Ben now ensures the young people he and his exceptional staff work with are offered the same unconditional kindness and support. “We don’t make you earn trust or respect at Youth Projects. It’s automatically given on day one. The idea is that if we break down that barrier of having to prove yourself, then people are set up on a platform to flourish; they have less of a fear of failure, are a bit more confident in their abilities. We are here to raise aspirations.”

Ben believes in offering the same unconditional support for staff. As a former youth worker himself he understands both the rewards and the trials of the work and has an open-door policy so staff can share ideas and concerns.

“The pressure points for staff are purpose, pay and job satisfaction, so if we focus on their purpose, we pay them as much as we can and we make sure they are as satisfied as possible then they’ll have a great employment experience with us. This is the key lever for CEO in ensuring top quality service provision.”
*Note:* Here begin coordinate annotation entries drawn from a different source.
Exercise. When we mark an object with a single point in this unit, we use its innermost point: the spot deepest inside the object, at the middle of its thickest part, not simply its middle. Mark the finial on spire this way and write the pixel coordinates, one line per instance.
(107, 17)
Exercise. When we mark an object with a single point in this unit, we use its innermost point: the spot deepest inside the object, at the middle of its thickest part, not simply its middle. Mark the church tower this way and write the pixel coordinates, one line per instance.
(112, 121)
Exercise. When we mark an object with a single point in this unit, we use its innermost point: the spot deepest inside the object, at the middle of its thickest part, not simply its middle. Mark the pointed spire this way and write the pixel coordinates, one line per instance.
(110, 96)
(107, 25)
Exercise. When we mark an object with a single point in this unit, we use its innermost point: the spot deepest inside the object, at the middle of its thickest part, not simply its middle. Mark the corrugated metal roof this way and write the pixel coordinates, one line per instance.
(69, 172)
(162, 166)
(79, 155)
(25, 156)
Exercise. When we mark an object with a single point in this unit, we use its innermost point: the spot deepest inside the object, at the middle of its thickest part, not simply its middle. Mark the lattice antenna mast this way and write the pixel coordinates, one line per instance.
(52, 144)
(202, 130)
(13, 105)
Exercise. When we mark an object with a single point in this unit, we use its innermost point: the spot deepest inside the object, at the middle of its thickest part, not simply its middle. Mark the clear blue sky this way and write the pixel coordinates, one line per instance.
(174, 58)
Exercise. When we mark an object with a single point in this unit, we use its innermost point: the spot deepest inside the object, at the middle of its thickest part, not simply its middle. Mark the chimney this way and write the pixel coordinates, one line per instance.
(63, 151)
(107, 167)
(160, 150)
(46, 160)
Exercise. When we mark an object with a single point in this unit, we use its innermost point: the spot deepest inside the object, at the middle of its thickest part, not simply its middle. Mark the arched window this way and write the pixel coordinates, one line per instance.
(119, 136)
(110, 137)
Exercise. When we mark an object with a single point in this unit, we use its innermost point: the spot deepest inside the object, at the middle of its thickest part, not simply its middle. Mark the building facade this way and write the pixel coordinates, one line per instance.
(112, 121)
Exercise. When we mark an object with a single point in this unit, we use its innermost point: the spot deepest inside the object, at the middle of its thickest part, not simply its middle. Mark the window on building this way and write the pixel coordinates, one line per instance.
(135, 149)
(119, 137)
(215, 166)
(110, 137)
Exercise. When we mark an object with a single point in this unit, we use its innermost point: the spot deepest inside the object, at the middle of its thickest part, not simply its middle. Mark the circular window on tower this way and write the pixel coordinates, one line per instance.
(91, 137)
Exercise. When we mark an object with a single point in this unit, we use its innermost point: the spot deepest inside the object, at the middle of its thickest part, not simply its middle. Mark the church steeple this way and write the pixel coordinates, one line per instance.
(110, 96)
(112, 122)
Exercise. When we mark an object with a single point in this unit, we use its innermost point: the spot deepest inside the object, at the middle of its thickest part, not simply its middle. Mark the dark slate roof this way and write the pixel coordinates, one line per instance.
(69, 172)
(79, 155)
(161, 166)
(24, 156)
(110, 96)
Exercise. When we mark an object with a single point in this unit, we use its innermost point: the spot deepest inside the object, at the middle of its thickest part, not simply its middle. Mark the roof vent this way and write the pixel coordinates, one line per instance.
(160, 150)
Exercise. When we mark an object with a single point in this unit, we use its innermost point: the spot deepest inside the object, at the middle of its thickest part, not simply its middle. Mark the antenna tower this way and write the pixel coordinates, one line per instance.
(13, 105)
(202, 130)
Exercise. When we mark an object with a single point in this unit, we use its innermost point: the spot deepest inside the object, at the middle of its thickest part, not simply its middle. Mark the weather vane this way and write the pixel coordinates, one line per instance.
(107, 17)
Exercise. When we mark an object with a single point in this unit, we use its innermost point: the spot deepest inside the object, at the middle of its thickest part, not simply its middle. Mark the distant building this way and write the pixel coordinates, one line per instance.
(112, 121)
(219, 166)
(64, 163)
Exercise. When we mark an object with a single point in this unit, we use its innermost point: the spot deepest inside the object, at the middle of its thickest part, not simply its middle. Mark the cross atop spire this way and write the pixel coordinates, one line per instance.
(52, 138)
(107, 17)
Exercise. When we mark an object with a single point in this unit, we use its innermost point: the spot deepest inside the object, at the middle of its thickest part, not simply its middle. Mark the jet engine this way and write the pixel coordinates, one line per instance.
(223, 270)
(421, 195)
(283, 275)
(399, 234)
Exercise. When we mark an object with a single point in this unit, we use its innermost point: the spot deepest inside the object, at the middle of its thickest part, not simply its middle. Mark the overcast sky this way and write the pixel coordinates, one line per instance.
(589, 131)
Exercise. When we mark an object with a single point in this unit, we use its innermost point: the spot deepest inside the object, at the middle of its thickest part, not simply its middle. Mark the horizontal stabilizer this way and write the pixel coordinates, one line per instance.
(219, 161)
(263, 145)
Enhancing leadership with a scholarship

Ten minutes into a conversation with Ben and it’s clear his mind is sharp as a tack, but never having gone to university, when the opportunity for a scholarship to undertake study arrived in his inbox, Ben’s interest was piqued.

He applied for and was awarded an Australian Scholarship Foundation scholarship to do an Executive Education program in Social Entrepreneurship at Stanford University, managing to do the course in person just as COVID was hitting the news.

“You look at the problem, reverse engineer it and bring in the experts at different stages – and that’s led to some serious success for us.”

Ben Vasiliou

“It was amazing. The program was filled with talented lecturers and professors who shared wonderful problems for us to solve. The case studies were on point, they were relevant to the work that we do. It opened my mind to new ways of thinking and improved my analytical skills. Most importantly, I gained a trusted network of peers. I met some pretty incredible people at Stanford.”

When Ben returned to Youth Projects after spending an additional five weeks visiting not-for-profit organisations, he immediately applied the design thinking he’d learned in the program to the organisation’s strategic plan.

“We learnt to ask what is the problem that we’re attempting to solve here? Because that’s typically the work that we do, we’re solving problems. You look at the problem, reverse engineer it and bring in the experts at different stages – and that’s led to some serious success for us,” explains Ben.

“We’ve just secured a multimillion-dollar Commonwealth contract for five years that will set this organisation up for success and that tender was all managed under that process of design thinking, which I thought was incredible.”


Ben Vasiliou is Chief Executive Officer of Youth Projects, joining the team in 2017. Ben is an experienced CEO and Board Director with a genuine passion for breaking the cycle of disadvantage and creating equal access to social and economic participation for all people.

He was recognised in the Top 5 CEO’s of 2021 by Third Sector, and by Pro Bono Australia as Innovator of the Year and one of the Top 25 most influential and inspiring people in the social economy in 2020.

Ben was scholarship recipient Stanford Australia Foundation Scholarships, Stanford Australia Foundation (2019), he recently graduated from the Executive Education in Social Entrepreneurship Program at Stanford University (USA).